**Stat
414 – HW 5**

**Due
midnight, Friday, Nov. 3**

**Don’t forget to always
justify your answers and to include relevant code and output.**

**1) **One of the questions of
the 2014 European Social Survey was “All things considered, how satisfied are
you with your life as a whole nowadays? Please answer
assuming 0 = extremely dissatisfied and 10 = extremely satisfied.” We have data
on 29 countries.

essdata
<-load(url("https://www.rossmanchance.com/chance/stat414F22/data/ess5000.Rdata"))

essdata
<- d

*Optional*: View(essdata) to get more information about the variables

(a)
Consider the following passage from a different study:

For each school in the study, all teachers at a particular time
were selected; in other words, the sample was the full population of teachers
for each school. If we restrict our attention to a particular school (as
individual school reports did) it may seem that no question of sampling arises.
However, it is unlikely that we would get the same observations if we were to
hypothetically conceive of repeating the sample study. We recognise
uncertainty in the measurement of human characteristics such as those involving
teachers, and there is likely to be measurement error.

Statisticians deal with this by assuming we are in fact dealing
with a sample from the hypothetically infinite superpopulation of all teachers
who might conceivably have been teachers in this school. The idea is that it
makes sense to make more abstract generalisations
about this school than are governed by the situation and context of just one
measurement occasion. Many current studies in education also use data collected
on the full population of school children at a point in time,
and will make inferences from this population about a superpopulation.
Generally, we will assume that certain aspects of our data arise as if the
study units were randomly drawn from some hypothetical population, even when we
include the full actual population in our study.

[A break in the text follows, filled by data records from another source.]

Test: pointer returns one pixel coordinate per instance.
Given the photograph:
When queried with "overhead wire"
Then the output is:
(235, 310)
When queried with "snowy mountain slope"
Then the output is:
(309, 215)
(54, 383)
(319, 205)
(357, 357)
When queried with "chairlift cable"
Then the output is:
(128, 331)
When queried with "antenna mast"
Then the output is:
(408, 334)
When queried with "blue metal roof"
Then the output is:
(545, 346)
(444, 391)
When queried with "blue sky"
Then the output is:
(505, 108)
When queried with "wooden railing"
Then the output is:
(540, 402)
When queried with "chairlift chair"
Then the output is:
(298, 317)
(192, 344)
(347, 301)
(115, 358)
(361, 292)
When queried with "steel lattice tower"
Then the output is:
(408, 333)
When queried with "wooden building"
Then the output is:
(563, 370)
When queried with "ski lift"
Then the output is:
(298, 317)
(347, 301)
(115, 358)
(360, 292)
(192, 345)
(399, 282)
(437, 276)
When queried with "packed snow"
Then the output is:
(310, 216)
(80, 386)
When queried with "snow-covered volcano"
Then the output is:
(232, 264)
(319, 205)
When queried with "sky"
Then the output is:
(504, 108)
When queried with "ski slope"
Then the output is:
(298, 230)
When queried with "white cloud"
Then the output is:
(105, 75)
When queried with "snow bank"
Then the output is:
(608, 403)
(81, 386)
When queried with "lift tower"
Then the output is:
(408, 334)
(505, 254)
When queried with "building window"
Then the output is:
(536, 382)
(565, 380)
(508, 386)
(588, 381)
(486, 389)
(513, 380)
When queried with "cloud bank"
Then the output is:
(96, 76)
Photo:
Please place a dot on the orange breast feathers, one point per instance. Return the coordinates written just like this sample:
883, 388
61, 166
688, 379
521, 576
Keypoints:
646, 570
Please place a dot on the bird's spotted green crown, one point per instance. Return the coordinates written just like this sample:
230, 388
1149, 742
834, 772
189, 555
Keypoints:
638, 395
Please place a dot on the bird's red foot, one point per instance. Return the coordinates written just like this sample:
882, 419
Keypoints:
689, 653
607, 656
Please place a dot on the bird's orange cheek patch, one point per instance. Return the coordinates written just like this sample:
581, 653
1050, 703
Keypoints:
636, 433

Explain how this passage is relevant to
this dataset.

(b)
The following produces a graph of the life satisfaction distributions for the
countries.

ggplot(essdata,
aes(x=stflife, group = cntry, color = cntry)) +

geom_density() + theme_bw() + labs(x = "Life
Satisfaction")

What would this graph look like if there was no “within country”
variation? What would this graph look
like if there was no “between country” variation? Which (within or between
country) variation appears to be larger to you? (Justify your answer.)

(c)
Fit a null model (model0) with random intercepts at the country level. Find **and** interpret the ICC value. (Be
sure to include your code!)

(d)
Suppose we want to know whether education increases life satisfaction (i.e.,
whether more education appears to correspond, on average, to higher life
satisfaction scores). The education
variable is on a 0-20 scale. What does
the following R command do? What might
this be helpful?

essdata
<- essdata %>% mutate(edrange = eduyrs/20)

(e)
Summarize what you learn from the following graph (Do some countries appear to
have higher life satisfaction scores than others? Does there appear to be a
relationship between education and life satisfaction? Does this relationship
appear to vary across countries? Justify your answers.)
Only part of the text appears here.